NATIONAL BUREAU OF ECONOMIC RESEARCH
NATIONAL BUREAU OF ECONOMIC RESEARCH

Mortgage Pricing: What Have We Learned So Far?

Patric H. Hendershott

NBER Working Paper No. 1959*
Issued in June 1986
NBER Program(s):   ME

Much progress has been achieved in the valuation of call options and

interest-rate caps on default-free mortgages. The evidence suggests that the

observed term structure of interest rates (the full structure, not just the end

points) and a reasonable estimate of the volatility of spot rates is sufficient

for pricing purposes. Knowledge of the precise nature of the interest-rate

process and the exact market price of interest-rate risk, the not-well-

identified determinants of the term structure, are not necessary for pricing.

(The analogy to pricing stock options is striking; there, knowledge of the

observed stock price -- and the present value of expected future dividends --

and a reasonable estimate of the volatility of the stock price are sufficient

to price the option.) Moreover, the number of interest-rate state variables is

also of little import, again holding the term structure and rate volatility constant.

Pricing the mortgage default option, in contrast, is still in the

embryonic stage.
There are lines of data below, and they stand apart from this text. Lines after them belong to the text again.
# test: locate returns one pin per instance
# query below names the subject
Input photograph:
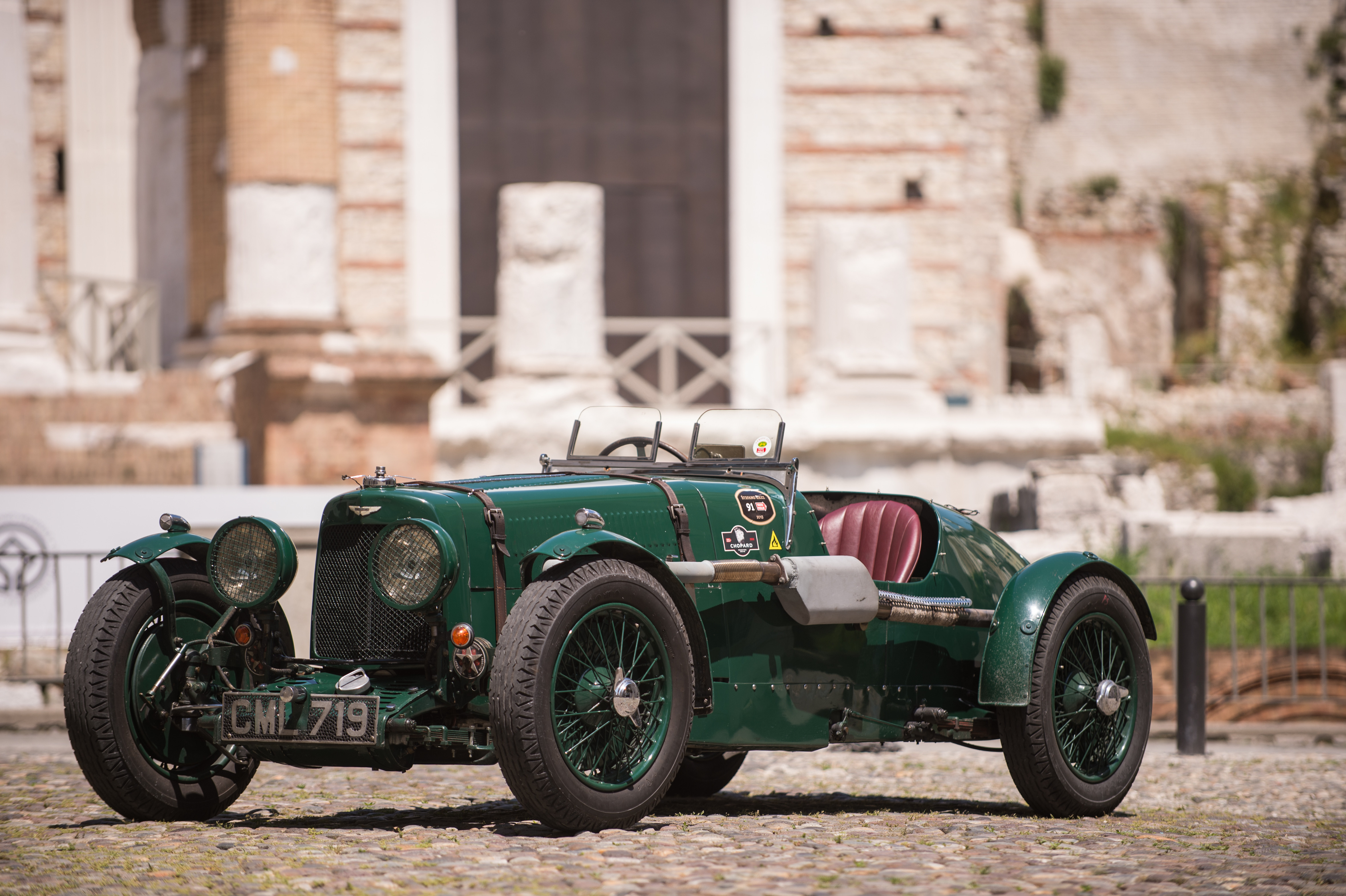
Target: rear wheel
(142, 765)
(592, 696)
(706, 774)
(1076, 749)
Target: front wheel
(592, 696)
(1076, 749)
(135, 758)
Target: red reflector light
(461, 636)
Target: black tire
(706, 774)
(521, 695)
(102, 732)
(1033, 750)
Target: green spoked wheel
(169, 750)
(1092, 712)
(592, 695)
(609, 741)
(1076, 749)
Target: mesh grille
(407, 566)
(244, 563)
(351, 622)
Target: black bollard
(1192, 669)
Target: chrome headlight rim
(448, 564)
(286, 563)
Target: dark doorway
(1189, 272)
(629, 96)
(1022, 343)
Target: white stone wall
(888, 102)
(1161, 92)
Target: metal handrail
(23, 586)
(1291, 583)
(664, 338)
(103, 325)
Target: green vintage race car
(622, 626)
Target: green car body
(220, 685)
(762, 680)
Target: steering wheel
(641, 444)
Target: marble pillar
(103, 58)
(29, 361)
(162, 217)
(550, 288)
(757, 202)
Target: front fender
(600, 543)
(1017, 625)
(575, 543)
(142, 551)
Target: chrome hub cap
(626, 697)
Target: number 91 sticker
(756, 506)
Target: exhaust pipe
(932, 611)
(893, 607)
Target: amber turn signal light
(461, 636)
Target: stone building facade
(847, 209)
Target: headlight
(412, 564)
(251, 562)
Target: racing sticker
(756, 506)
(740, 541)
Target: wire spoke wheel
(1077, 745)
(605, 749)
(1094, 742)
(592, 695)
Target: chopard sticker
(756, 506)
(740, 541)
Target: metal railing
(104, 325)
(25, 572)
(661, 338)
(1276, 646)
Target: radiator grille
(351, 622)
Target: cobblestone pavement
(927, 820)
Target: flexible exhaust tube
(932, 611)
(920, 611)
(709, 571)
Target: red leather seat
(884, 535)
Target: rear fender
(597, 543)
(1007, 662)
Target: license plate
(322, 719)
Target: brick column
(282, 159)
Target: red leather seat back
(884, 535)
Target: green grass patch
(1248, 614)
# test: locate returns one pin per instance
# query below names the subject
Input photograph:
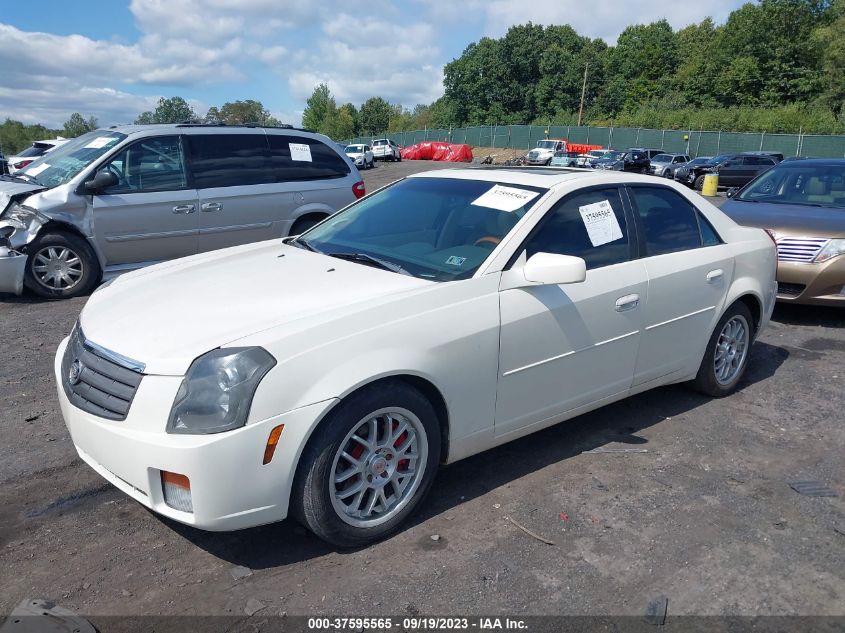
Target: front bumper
(230, 487)
(812, 284)
(12, 266)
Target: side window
(302, 158)
(564, 230)
(228, 160)
(668, 219)
(152, 164)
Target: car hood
(10, 189)
(788, 219)
(167, 315)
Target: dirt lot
(705, 517)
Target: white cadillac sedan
(327, 376)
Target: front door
(151, 213)
(689, 272)
(565, 346)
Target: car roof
(544, 177)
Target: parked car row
(326, 363)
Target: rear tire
(60, 266)
(726, 356)
(332, 509)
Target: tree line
(774, 66)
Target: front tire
(368, 465)
(726, 357)
(60, 266)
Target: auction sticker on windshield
(300, 151)
(505, 198)
(34, 171)
(601, 223)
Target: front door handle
(628, 302)
(715, 275)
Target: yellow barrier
(711, 185)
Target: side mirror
(553, 269)
(101, 181)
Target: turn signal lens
(272, 441)
(177, 491)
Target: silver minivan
(122, 198)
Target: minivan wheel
(60, 266)
(368, 465)
(726, 357)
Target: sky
(114, 59)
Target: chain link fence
(694, 142)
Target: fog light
(177, 491)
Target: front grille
(792, 290)
(799, 249)
(97, 384)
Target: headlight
(217, 391)
(834, 248)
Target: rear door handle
(715, 275)
(628, 302)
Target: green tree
(172, 110)
(374, 116)
(240, 113)
(77, 125)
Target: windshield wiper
(22, 178)
(298, 241)
(364, 258)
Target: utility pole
(583, 92)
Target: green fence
(696, 142)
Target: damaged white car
(124, 198)
(327, 376)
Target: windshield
(441, 229)
(797, 183)
(33, 150)
(63, 163)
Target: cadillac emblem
(74, 372)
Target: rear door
(240, 201)
(151, 214)
(689, 271)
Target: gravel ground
(706, 517)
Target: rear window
(302, 158)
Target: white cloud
(363, 57)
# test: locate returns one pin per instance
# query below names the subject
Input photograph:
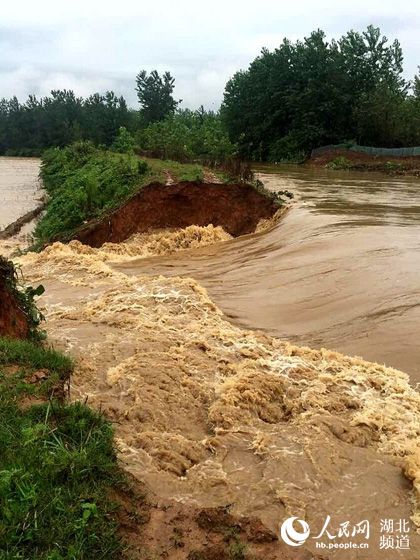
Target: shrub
(339, 162)
(84, 181)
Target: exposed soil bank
(13, 322)
(236, 208)
(359, 161)
(15, 227)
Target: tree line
(317, 92)
(300, 96)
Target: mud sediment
(13, 321)
(209, 414)
(236, 208)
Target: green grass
(179, 171)
(57, 464)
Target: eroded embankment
(209, 414)
(13, 321)
(237, 208)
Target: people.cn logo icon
(289, 534)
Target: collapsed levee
(237, 208)
(211, 414)
(13, 320)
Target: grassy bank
(57, 463)
(84, 182)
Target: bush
(84, 181)
(339, 162)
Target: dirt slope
(236, 208)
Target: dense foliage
(187, 136)
(57, 463)
(302, 95)
(154, 93)
(314, 92)
(58, 120)
(84, 181)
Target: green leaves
(57, 465)
(83, 181)
(316, 92)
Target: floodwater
(208, 413)
(19, 188)
(340, 271)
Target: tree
(315, 92)
(155, 95)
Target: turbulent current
(211, 413)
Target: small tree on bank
(154, 93)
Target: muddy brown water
(19, 188)
(341, 270)
(209, 414)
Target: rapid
(193, 343)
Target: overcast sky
(95, 45)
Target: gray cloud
(99, 45)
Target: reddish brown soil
(362, 161)
(13, 322)
(237, 208)
(153, 529)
The stochastic process analogous to the interest-rate process

in valuing call is a house price process: if a house price declines sufficiently, default occurs. The observed house price, the present value of expected future "dividends" (rents), and the volatility of house prices is, in principle, sufficient to value default (again note the analogy to stock price options). Unfortunately, rents are unknown, and no observable term-structure of expected future house-price inflation-rates exists from which to glean the division of expected housing returns between "dividends" and expected capital gains. Also, a series on the recent volatility of individual house prices is not readily available. Finally, measurement of the costs to defaulters and the

losses of lenders/insurers when default occurs is far less straight-forward

than is the case when call occurs or interest-rate caps are reached. (Here, an analogy can be drawn to the difficulties encountered in pricing the bankrupcy risk of firms.)

*Published: Hendershott, Patric H. "Mortgage Pricing: What Have We Learned So Far?" Journal of the American Real Estate and Urban Economics Association, Winter 1 986, pp. 585-597.